Microsoft goes public with plans for its new Windows 8 file system

Microsoft officials are sharing some details about the new ReFS file system that will debut first as part of Windows Server 8.
Written by Mary Jo Foley, Senior Contributing Editor

Microsoft officials are finally sharing publicly details about "Protogon," the new file system that the company is developing as part of Windows 8.

Officially named ReFS -- for Resilient File System -- the new file system will be made available via a staged "evolution," according to a January 16 post on the "Building Windows 8" blog.

ReFS will begin life as a storage system for Windows Server only. Then -- some time post Windows 8 -- it will become a storage system for Windows clients, and then ultimately "as a boot volume," said author of the post, Surendra Verma, a development manager on the Windows Storage and File System team. (Interestingly, when the first leaks about ReFS, codenamed Protogon, occurred last year, those who discovered the new file system found it in leaked Windows 8 client builds.)
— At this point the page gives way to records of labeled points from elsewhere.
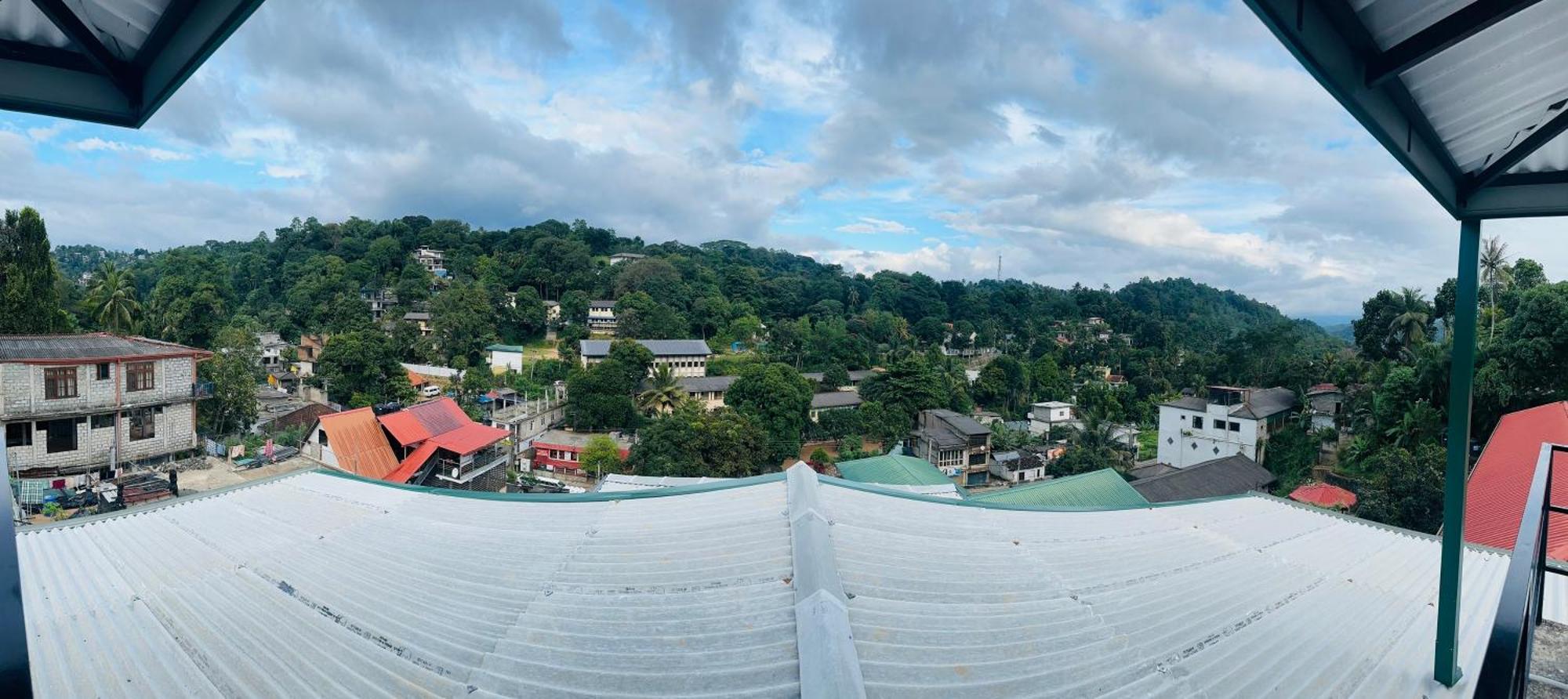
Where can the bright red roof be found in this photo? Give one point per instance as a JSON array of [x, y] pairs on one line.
[[424, 421], [470, 438], [1324, 496], [1501, 482]]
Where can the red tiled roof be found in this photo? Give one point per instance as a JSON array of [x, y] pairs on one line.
[[421, 422], [1501, 482], [470, 438], [358, 444], [1324, 496]]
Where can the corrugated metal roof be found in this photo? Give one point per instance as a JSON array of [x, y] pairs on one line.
[[358, 443], [1095, 490], [893, 471], [1501, 482], [1227, 476], [1233, 598], [628, 484], [330, 585], [89, 347], [661, 349]]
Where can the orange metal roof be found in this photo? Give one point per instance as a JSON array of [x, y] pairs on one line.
[[357, 440], [1501, 482], [1324, 496], [470, 438]]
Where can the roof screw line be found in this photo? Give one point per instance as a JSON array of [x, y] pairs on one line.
[[826, 645]]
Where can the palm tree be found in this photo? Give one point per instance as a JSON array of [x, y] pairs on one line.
[[1410, 327], [664, 393], [1495, 269], [112, 300]]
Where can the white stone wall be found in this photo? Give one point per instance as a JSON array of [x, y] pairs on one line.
[[23, 389], [173, 432]]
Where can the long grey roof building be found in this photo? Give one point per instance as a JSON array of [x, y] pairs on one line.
[[785, 585]]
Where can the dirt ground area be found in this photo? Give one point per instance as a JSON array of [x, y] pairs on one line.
[[223, 474]]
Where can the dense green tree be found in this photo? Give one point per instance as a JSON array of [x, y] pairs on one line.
[[779, 399], [639, 316], [29, 300]]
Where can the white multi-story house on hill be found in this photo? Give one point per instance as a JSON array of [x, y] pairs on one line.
[[82, 404], [684, 358], [601, 317], [1225, 422]]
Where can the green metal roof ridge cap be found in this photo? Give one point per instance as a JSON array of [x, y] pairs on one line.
[[165, 504], [570, 498], [1031, 487], [973, 502]]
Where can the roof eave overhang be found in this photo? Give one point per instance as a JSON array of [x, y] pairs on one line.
[[38, 84], [1334, 46]]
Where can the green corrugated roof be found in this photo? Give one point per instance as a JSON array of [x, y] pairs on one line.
[[893, 471], [1095, 490]]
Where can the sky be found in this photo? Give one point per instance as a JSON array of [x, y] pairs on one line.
[[1070, 142]]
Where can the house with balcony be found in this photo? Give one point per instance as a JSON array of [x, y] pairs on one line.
[[684, 358], [959, 446], [308, 353], [562, 451], [96, 402], [380, 302], [601, 317], [434, 261], [1053, 418], [1225, 421], [440, 446]]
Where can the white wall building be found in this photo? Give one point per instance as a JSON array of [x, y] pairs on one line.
[[1230, 421], [684, 358]]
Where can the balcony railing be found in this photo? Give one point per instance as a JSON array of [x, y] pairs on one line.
[[1506, 670]]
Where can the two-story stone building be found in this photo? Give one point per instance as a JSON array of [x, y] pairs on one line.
[[79, 404]]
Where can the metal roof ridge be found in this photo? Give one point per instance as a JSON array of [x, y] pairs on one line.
[[137, 510], [830, 665], [568, 498]]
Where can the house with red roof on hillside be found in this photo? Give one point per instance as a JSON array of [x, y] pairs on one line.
[[1324, 496], [1498, 487], [441, 447]]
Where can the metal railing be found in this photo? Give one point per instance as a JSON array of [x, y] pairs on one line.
[[1506, 670]]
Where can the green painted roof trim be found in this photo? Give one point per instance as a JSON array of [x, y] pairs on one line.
[[1100, 488], [893, 471]]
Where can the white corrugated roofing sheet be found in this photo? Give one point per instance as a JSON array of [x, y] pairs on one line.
[[1489, 92], [327, 585]]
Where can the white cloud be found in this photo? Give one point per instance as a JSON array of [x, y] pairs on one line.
[[868, 225], [161, 154]]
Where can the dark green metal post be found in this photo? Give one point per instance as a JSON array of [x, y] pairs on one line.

NTFS, the New Technology File System, has been part of Windows since Windows XP and Windows NT 3.1 were introduced in 2001 and 1993, respectively. (Thanks for the date corrections, readers.)

There are some NTFS features for which Microsoft plans to drop support with ReFS, specifically named streams, object IDs, short names, compression, file level encryption (EFS), user data transactions, sparse, hard-links, extended attributes, and quotas, Verma blogged. That said, one of Microsoft's goals with ReFS is to "maintain a high degree of compatibility with a subset of NTFS features that are widely adopted while deprecating others that provide limited value at the cost of system complexity and footprint," Verma said.

ReFS is designed to complement the Storage Spaces feature in Windows 8 and Windows Server 8. It will help with the verification and auto-correction of data and optimize for scale, according to the post. Here's Verma's explanation of the internals:

"Underneath this reused portion (the code responsible for implementing the Windows file system semantics), the NTFS version of the code-base uses a newly architected engine that implements on-disk structures such as the Master File Table (MFT) to represent files and directories. ReFS combines this reused code with a brand-new engine, where a significant portion of the innovation behind ReFS lies."

It's interesting to hear that Microsoft is doing what very early rumors about Windows 8 claimed it would: Introduce a new file system. (Though to be fair, some early tipsters claimed the Softies planned to do away with the core file system all together in Windows 8....)

Update: As reader Mahesh Sreekandath (@msreekan) noted in the comments below, NTFS, despite its longevity, hasn't always been architected to handle tasks in the most elegant manner. (See Softie Raymond Chen for an example.) Microsoft execs don't want to come out and diss NTFS, since it's the file system inside Windows 7 and Windows Server 2008 R2. But if you're wondering why Microsoft is thinking about reengineering the file system, just know it seemingly could stand some improvement.